# embossed barqs



## bubbas dad (Jul 29, 2005)

i picked up this embossed barqs bottle at the fleamarket for 25 cent. not a scratch or mark on it. i was wondering if someone could give an approx date for it. i'm thinking 40's.


----------



## digdug (Jul 29, 2005)

I've got one just like it (Well-almost like it, mine has case wear). Mine is from 1965. Has the date code stamped on bottom. What does yours have on the bottom?   I bought mine for a quarter too, but I bought mine in the 1970's in Biloxi, Miss. at a gas station and drank the contents. I was about 10 years old on a family trip. I bought only because it was embossed! All the others were ACL in the cold case.

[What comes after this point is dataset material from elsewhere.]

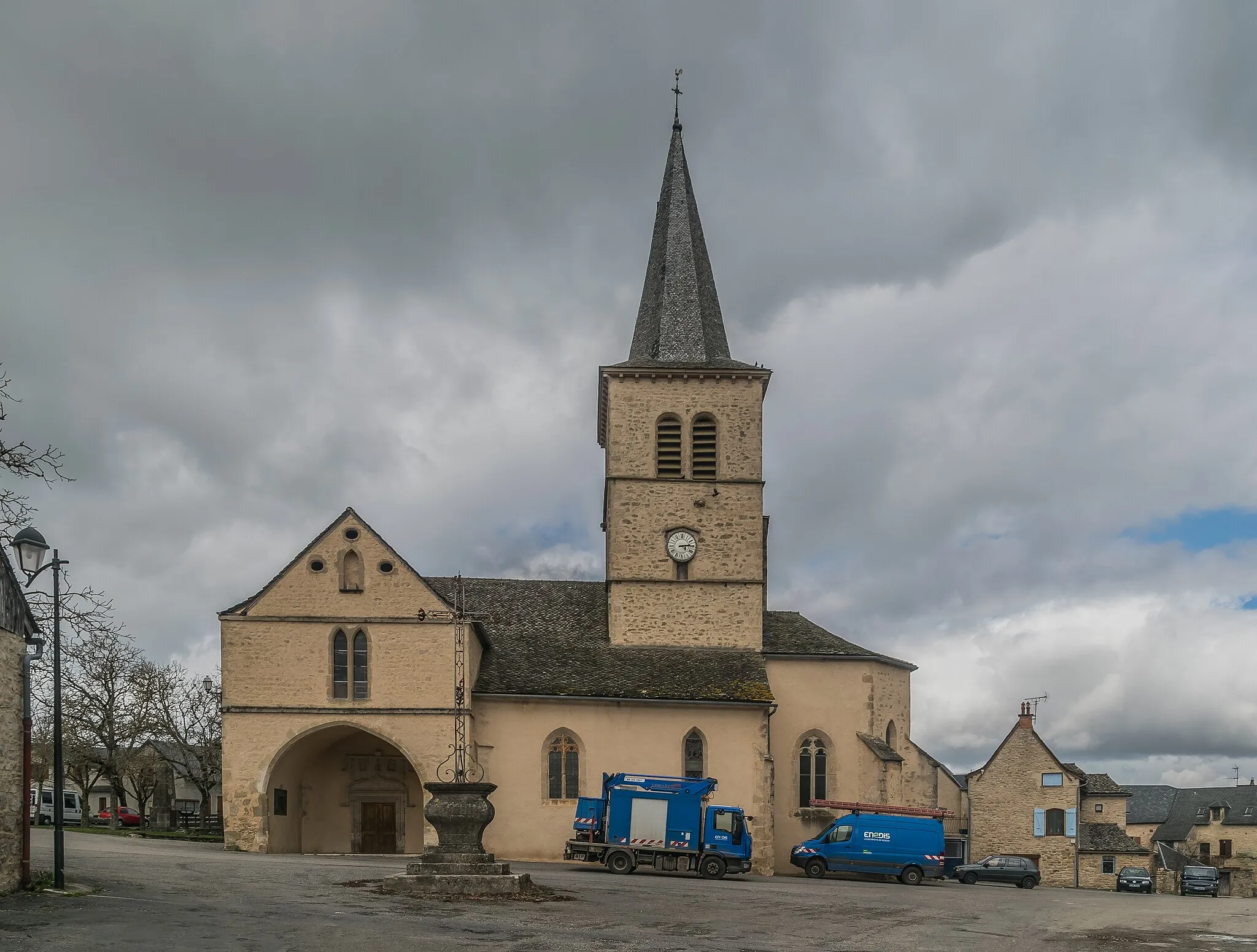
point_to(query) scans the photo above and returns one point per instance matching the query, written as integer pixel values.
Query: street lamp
(32, 549)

I saw the embossed sitting in the back, dug it out and it had Grape flavored soda. (GROSS! I hate grape stuff), but I collected bottles, was the only embossed I had ever seen.


----------



## bubbas dad (Jul 29, 2005)

the embossing on the bottom reads "dr pepper bottling co. bellaire, o." and a square with a "g" inside. no date codes.


----------



## Gunsmoke47 (Jul 29, 2005)

Hey John, a square type G inside a square is the Glenshaw Glass Co, , Glenshaw Pa. 1895 to date.(of this reference book. 1971)That particular mark was adopted in 1932. I know it doesn't tell you much about the bottle date, but at least you know the maker.  Kelley


----------



## BARQS19 (Aug 6, 2005)

Hi that design, Drink Barq's It's Good within a square dates to around the 50s. I have that same bottle, no date mentioned.  I have other Barq's just like it from other towns but they are all put up. Bottle is worth around $5.
 Robert
 BARQS19


----------



## bubbas dad (Aug 6, 2005)

thanks. i was thinking late 40's or 50's


----------



## madman (Aug 7, 2005)

hey bd, nice bottle man ,love to see your stuff !!! man i was digging today and youd be sickined by all the broken dd cokes i was finding all the bigger stuff gets broken it seems  mike


----------



## bubbas dad (Aug 7, 2005)

just think of all the great bottles just laying out there covered up waiting for someone to help them to the surface. makes you want to run out there with a shovel and ease their suffering.by your recent posts, looks like you hit a great spot . haven't found much around here lately. have bought a few from ebay though. good luck with your digging.


----------



## madman (Aug 8, 2005)

hey bd ino its keeps me up nights thinking about it, hey i love to dig others like to browse i like both, but theres no thrill like digging up a bottle, man what a rush   mike


----------



## cait_p (Aug 21, 2005)

Ah ha!!! I've found one just like the one pictured, cleaning up very nicely, no chips or scratches. On the bottom, mine says the following:

 DESIGN PAT.D-98026

 7517-2 B 36

 Any thoughts? I'd love to hear them!!! Also, might anyone want this gem? As I've said elsewhere, I'm not a collector myself, I have nowhere to keep these things without them getting damaged, and I'd love to pass them on to people who will appreciate them.

 Thanks,
 Cait


----------